President Obama's trip to Myanmar comes as the capstone of a stunningly fast rapprochement with a country the US once treated as a pariah. Is it too soon?
Khin Maung Win/AP
Rarely has a country been brought back into the American fold as fast as Myanmar (also known as Burma) has.
Starting in late 2010, the military junta that has run the country since 1962 stunningly reversed course.
Not only did it release Aun San Suu Kyi, whose political party won the 1990 elections that the military promptly ignored, from almost two decades of imprisonment and house arrest, but allowed her unprecedented freedom of movement and political organization.
Last year the country swore in a civilian government – though still tightly controlled by the military – released hundreds of political prisoners, and rescinded its ban on Ms. Aun San Suu Kyi's National League for Democracy (NLD).

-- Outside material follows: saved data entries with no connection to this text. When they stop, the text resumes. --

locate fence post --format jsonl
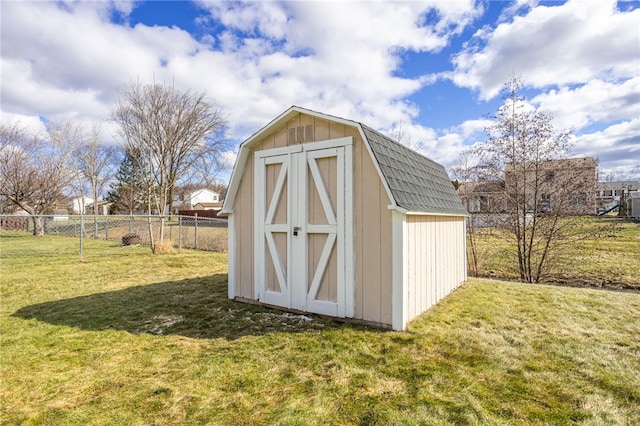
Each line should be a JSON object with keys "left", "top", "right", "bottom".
{"left": 194, "top": 213, "right": 198, "bottom": 250}
{"left": 79, "top": 214, "right": 84, "bottom": 260}
{"left": 105, "top": 216, "right": 109, "bottom": 241}
{"left": 178, "top": 215, "right": 183, "bottom": 250}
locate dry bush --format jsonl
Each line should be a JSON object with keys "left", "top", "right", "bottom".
{"left": 152, "top": 239, "right": 175, "bottom": 255}
{"left": 197, "top": 234, "right": 228, "bottom": 252}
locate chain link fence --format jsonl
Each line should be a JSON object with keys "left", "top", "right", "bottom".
{"left": 0, "top": 214, "right": 228, "bottom": 254}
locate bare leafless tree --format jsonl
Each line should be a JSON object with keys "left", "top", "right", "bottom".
{"left": 0, "top": 121, "right": 76, "bottom": 235}
{"left": 72, "top": 124, "right": 118, "bottom": 214}
{"left": 112, "top": 80, "right": 228, "bottom": 251}
{"left": 474, "top": 76, "right": 598, "bottom": 283}
{"left": 393, "top": 121, "right": 425, "bottom": 152}
{"left": 209, "top": 179, "right": 228, "bottom": 201}
{"left": 451, "top": 149, "right": 482, "bottom": 276}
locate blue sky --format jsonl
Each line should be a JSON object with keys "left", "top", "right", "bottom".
{"left": 1, "top": 0, "right": 639, "bottom": 181}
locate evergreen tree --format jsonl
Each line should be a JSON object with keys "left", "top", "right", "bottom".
{"left": 106, "top": 148, "right": 147, "bottom": 214}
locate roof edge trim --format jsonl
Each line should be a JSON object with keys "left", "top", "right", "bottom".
{"left": 388, "top": 205, "right": 468, "bottom": 217}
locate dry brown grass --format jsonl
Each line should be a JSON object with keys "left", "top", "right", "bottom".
{"left": 152, "top": 239, "right": 175, "bottom": 254}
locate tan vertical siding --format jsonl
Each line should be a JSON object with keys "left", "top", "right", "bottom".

This year, the country again released hundreds of political prisoners, held parliamentary by-elections the NLD won in a landslide, and promised elections for a new parliament in 2015.
The pace of change in Myanmar, a country whose ruling generals implacably resisted outside pressure for change for decades, even as the country descended into penury under the weight of US sanctions and the corrupt and capricious rule of the military, has been matched by American and European overtures.
This summer the EU rescinded almost all of its sanctions on Myanmar. This June the US suspended many of its own sanctions, particularly allowing US firms to invest in the government-controlled oil and gas industry, and sent Derek Mitchell as the first US ambassador to Myanmar in 22 years.